Let $m \leq n$ and let $A \in \mathbb{R}^{m \times n}$ be a matrix with $m$ orthonormal rows. Apparently, it can happen that $A^T A \neq I$. Is there any general result such as $\|A\|_2 = 1$? If so, how do you prove it?
PS: Note that in this question the role of $m$ and $n $ is interchanged, that is $m \geq n$.
On
This is obvious if you know that $A$ and $A^T$ have the same set of nonzero singular values and $\|A\|_2$ is just the largest singular value of $A$. Alternatively, if $Q$ is any orthogonal matrix whose first $m$ rows are identical to $A$'s, we have $$ \pmatrix{A\\ 0_{(n-m)\times n}}=\pmatrix{I_m\\ &0_{(n-m)\times(n-m)}}Q. $$ It follows that \begin{aligned} \|Ax\|_2 =\left\|\pmatrix{Ax\\ 0}\right\|_2 =\left\|\pmatrix{A\\ 0}x\right\|_2 =\left\|\pmatrix{I\\ &0}Qx\right\|_2 =\left\|\pmatrix{I\\ &0}u\right\|_2 \end{aligned} where $u=Qx\in\mathbb R^n$. Consequently, \begin{aligned} \|A\|_2 =\max_{\|x\|_2=1}\|Ax\|_2 =\max_{\|u\|_2=1}\left\|\pmatrix{I\\ &0}u\right\|_2 =1. \end{aligned}
In terms of computation: simply add extra zero-filled rows to A to make it square and compute the usual induced norm for a $n\times n$ matrix.

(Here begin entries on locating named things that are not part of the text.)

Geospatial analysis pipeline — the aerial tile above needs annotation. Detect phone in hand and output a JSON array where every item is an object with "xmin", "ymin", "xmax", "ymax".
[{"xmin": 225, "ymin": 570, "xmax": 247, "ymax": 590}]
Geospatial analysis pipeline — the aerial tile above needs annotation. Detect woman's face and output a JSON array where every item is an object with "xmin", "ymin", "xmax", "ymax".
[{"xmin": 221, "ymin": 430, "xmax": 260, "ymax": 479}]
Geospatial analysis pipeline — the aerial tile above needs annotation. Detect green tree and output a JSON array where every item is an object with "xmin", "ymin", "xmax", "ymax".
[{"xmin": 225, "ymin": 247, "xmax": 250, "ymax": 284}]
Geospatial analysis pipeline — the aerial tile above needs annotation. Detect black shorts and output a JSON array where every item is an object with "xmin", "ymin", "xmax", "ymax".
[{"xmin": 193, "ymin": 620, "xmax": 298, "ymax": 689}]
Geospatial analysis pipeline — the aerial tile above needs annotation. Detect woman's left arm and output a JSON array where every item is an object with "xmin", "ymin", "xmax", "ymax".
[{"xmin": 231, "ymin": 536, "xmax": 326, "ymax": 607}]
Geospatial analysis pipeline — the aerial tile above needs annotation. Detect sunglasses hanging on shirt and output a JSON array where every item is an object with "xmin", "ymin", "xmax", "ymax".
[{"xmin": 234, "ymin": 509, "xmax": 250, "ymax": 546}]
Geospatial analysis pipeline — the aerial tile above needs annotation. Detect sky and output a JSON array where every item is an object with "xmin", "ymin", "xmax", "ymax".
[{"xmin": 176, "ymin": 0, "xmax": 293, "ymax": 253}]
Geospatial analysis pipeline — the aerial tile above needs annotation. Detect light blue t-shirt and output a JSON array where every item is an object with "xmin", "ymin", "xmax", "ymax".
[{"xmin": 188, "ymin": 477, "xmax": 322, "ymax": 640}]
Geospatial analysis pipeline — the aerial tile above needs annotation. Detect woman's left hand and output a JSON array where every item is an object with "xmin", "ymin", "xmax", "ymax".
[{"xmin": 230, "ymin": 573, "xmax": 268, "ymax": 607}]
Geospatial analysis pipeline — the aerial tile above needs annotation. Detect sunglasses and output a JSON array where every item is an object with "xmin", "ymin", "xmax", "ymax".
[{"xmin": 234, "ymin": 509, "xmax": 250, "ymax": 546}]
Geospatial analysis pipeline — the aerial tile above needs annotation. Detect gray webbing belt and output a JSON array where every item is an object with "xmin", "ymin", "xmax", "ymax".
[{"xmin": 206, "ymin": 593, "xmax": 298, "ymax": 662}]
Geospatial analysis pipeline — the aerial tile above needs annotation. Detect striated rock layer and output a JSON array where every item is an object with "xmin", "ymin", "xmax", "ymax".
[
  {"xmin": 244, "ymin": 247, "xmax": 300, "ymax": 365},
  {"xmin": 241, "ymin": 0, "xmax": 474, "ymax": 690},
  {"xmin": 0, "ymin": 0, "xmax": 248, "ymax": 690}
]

In terms of definition: it is still the maximal value of $\|Ax\|_2$ for an unit norm $x$, that is $\|x\|_2$.
Going further, let $x$ be the first row of $A$. Then $Ax^T=(\|x\|_2,0,\ldots,0)$, thus by definition $\|A\|\geq \|Ax^T\|_2 = 1$. On the other hand, let $B$ be the $n\times n$ matrix obtained by completing $A$ with $n-m$ orthonormal rows. Then $\|A\|\leq\|B\|=1$.